# Does anyone know an Indian grocery store in Mexico D.F?



## constellation

Hi ,
So we are finally here and I love it! BUT I have one problem I can't seem to find and *Indian grocery *store on the Internet in Mexico city. I am originally from India and its real important for me to find one quick :Cry:.......Does any anyone have any info......tried callin the restaurants , but they were not of much help.
Any info will be appreciated.

Thanks


----------



## chicois8

Maybe get off the net and try a Mexico City phone book.........


----------



## dizzyizzy

Hi,

I don't think you'll find even one Indian grocery store in Mexico City. I suggest you try visiting Superama and start looking for replacements for your ingredients. Perhaps you can also buy some stuff from Amazon in the USA and ship it to Mexico.


----------



## constellation

Hi dizzyizzy, thanks so much...Idon't think I will find an Indian store in Mexico city....and will try Superma...


----------



## dizzyizzy

No worries - unfortunately not a big Indian community in Mexico City so no Indian stores.

Superama carries some imported items, I don't recall having seen any Indian stuff though, but doesn't hurt to check, as I found it to be the best bet for "exotic" items...

Like I said, I think you'll have much better luck if you import your ingredients from Amazon.

Ah, the life of the expat... here I am in Dubai, plenty of Indian food and ingredients, but dying for a pack of tortillas! Wish you could do my shopping and I could do yours!


----------



## TundraGreen

You might try some of the asian grocery stores. They sometimes carry some Indian supplies. I don't live in Mexico City, but I know there is at least one and there are probably others. The one I saw was located near the artesan mercado between the Zona Rosa and the Zocalo. I know, those aren't very good directions but they do exist there.
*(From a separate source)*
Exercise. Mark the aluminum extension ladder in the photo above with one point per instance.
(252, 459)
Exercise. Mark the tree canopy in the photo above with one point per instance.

Also, try asking an Indian restaurant where they get their ingredients. There are Indian restaurants in Guadalajara and Queretaro so there must be one or more in Mexico City.

Will


----------



## constellation

Thanks


----------



## Anonimo

*UPDATE on Indian Groceries*

UPDATE: I found this on the Web: http://www.google.com/url?sa=t&rct=j&q=&esrc=s&source=web&cd=1&ved=0CFcQFjAA&url=http%3A%2F%2Fpointsofdeparture.wordpress.com%2F2010%2F05%2F16%2Fthe-indian-grocery-store%2F&ei=t_H_T-f_AbOA2AWGg62fBA&usg=AFQjCNE9tH1h8vbHwaHBdzx1uybexnhLHw&sig2=bb6ePBz_zTQMk2-L-nZPog

I haven't been to it yet.


----------